Salvatore: un trauma lasciare la Civitella

27 Maggio 2020

Il campionato di serie A 1969-1970 vide la vittoria del Cagliari di “Giggirriva”. Circa un mese dopo, i campionati mondiali in Messico. Ultime immagini di un calcio in bianco e nero, insomma. E tra...

Il campionato di serie A 1969-1970 vide la vittoria del Cagliari di “Giggirriva”. Circa un mese dopo, i campionati mondiali in Messico. Ultime immagini di un calcio in bianco e nero, insomma. E tra coloro che, pur apprezzando il nuovo impianto, fecero fatica a metabolizzare l’idea di vedere le maglie neroverdi lontano dal campo della Civitella, c’è Tonino Salvatore, teatino doc e, in tempi più recenti presidente della Figc provinciale. «Ricordo bene quel giorno», spiega sorridendo, «e mi colpì soprattutto l’ampiezza della tribuna.

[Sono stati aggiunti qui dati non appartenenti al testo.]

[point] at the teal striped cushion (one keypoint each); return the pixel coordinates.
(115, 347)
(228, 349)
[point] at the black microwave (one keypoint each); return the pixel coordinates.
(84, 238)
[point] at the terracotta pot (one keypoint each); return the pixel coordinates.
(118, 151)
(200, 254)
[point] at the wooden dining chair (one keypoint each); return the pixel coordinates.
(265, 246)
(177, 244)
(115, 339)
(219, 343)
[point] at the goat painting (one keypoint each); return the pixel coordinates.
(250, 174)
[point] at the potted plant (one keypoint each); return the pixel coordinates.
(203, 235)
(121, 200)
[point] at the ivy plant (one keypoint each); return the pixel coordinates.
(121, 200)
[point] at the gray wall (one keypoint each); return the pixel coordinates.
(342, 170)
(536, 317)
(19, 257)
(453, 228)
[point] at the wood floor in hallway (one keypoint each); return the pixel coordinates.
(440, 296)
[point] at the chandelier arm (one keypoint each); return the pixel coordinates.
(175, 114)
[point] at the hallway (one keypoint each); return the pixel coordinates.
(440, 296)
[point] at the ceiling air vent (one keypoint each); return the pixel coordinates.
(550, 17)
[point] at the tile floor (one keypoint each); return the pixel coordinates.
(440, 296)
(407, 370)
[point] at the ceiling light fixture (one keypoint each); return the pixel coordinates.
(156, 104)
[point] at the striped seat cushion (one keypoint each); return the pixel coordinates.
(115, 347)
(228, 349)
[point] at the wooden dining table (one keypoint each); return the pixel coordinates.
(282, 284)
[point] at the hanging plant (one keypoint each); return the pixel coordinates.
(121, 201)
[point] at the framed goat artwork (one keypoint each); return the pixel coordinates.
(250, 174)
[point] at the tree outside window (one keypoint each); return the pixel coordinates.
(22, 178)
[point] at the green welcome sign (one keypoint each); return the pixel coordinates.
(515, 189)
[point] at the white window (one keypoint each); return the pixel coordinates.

In campo c’era il Milan campione del mondo, fu una bella festa ma non nego che a prevalere fu un velo di tristezza avendo giocato tanti anni con il Chieti, anche in quella storica formazione del 1955 che venne chiamata proprio il “Milan del sud”. Ecco, ci si lasciava alle spalle non solo un terreno di gioco, ma tutto un piccolo mondo di provincia pur consapevoli che era comunque necessario dotare la città di una struttura moderna della cui gestione, non sempre facile, ho peraltro avuto modo di occuparmi in maniera diretta nei primi anni novanta ricoprendo la carica di assessore comunale allo sport».